LGBT – Una questione di stile e di diritto

Troppo tempo, troppo niente. Fino ad oggi.

Sono decenni ormai che le rivendicazioni della comunità LGBT (Lesbiche, Gay, Bisessuali e Transgender) di diritti e di dignità sono al centro del dibattito pubblico nazionale ed internazionale. Ancora una volta rileviamo come nel nostro Paese questi temi faticano ad essere trattati con il necessario rispetto da una classe politica che per anni ne ha fatto merce di scambio per la più bassa “politica” calpestando le vite di milioni di cittadini. Inoltre, si è diffuso il pensiero semplicistico che gli unici interessi delle persone gay, lesbiche, bisessuali e transessuali siano quelli di avere una legge che combatta l’omo-transfobia ed una che “regolarizzi” le unioni affettive.

Non è cosi. O meglio, non è solo cosi.

La nostra idea di Politica rifiuta categoricamente questo utilizzare temi di tale importanza come strumenti per raccogliere consensi elettorali o per mantenere maggioranze parlamentari eterogenee. La vita di ogni cittadino merita rispetto e merita tutta la nostra attenzione perché la negazione di diritti e dignità è una ferità per tutta la comunità nazionale. Per questo motivo riteniamo che le rivendicazioni della comunità LGBT debbano essere al centro della nostra azione politica e, per farlo, vogliamo fare chiarezza su quali sono per noi gli obiettivi che debbano essere parti integranti ed essenziali del progetto di Possibile.

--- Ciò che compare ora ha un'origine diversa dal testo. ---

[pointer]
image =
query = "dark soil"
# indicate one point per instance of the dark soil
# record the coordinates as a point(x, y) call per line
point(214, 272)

Impera il negare la dignità delle persone omosessuali e transgender e negare la bellezza e la bontà delle loro relazioni. Combattere tutto questo necessita sicuramente di interventi legislativi, strumento principe del progresso sociale, ma richiede anche un forte impegno di “stile” nella vita pubblica quotidiana.
Questo impegno parte dal conoscere la terminologia corretta per parlare di questi temi, non per vuoto formalismo, ma perché le parole hanno un peso considerevole nel rappresentare la realtà, incidono nell’identità delle persone e troppo spesso vengono utilizzate come strumenti di propaganda per instillare paura, dubbio o disgusto. Per questo motivo, ad esempio, imparare ed utilizzare il termine “matrimonio egualitario” al posto di “matrimonio gay” è essenziale, perché la rivendicazione del matrimonio civile nasce da una richiesta di uguaglianza, mentre l’utilizzo del termine “matrimonio gay” presta semplicemente il fianco a chi fa pressioni per “distinguere” le famiglie in base all’orientamento sessuale dei loro componenti. Allo stesso modo non possiamo che ritenere inaccettabili accostamenti come “concessione dei diritti”. I diritti, tutti i diritti, non sono “concessioni” ma sono parte fondamentale del nostro essere cittadini ed il legislatore non ha che il dovere di “riconoscerli”.

Infine, comprendere appieno la distinzione fondamentale tra orientamento sessuale ed identità di genere richiede una attenzione al linguaggio ancora più “accorta” per non far si che si usino aggettivi poco rispettosi dell’identità delle persone trans, ad esempio il maschile per una persona in transizione dal genere maschile a quello femminile o viceversa.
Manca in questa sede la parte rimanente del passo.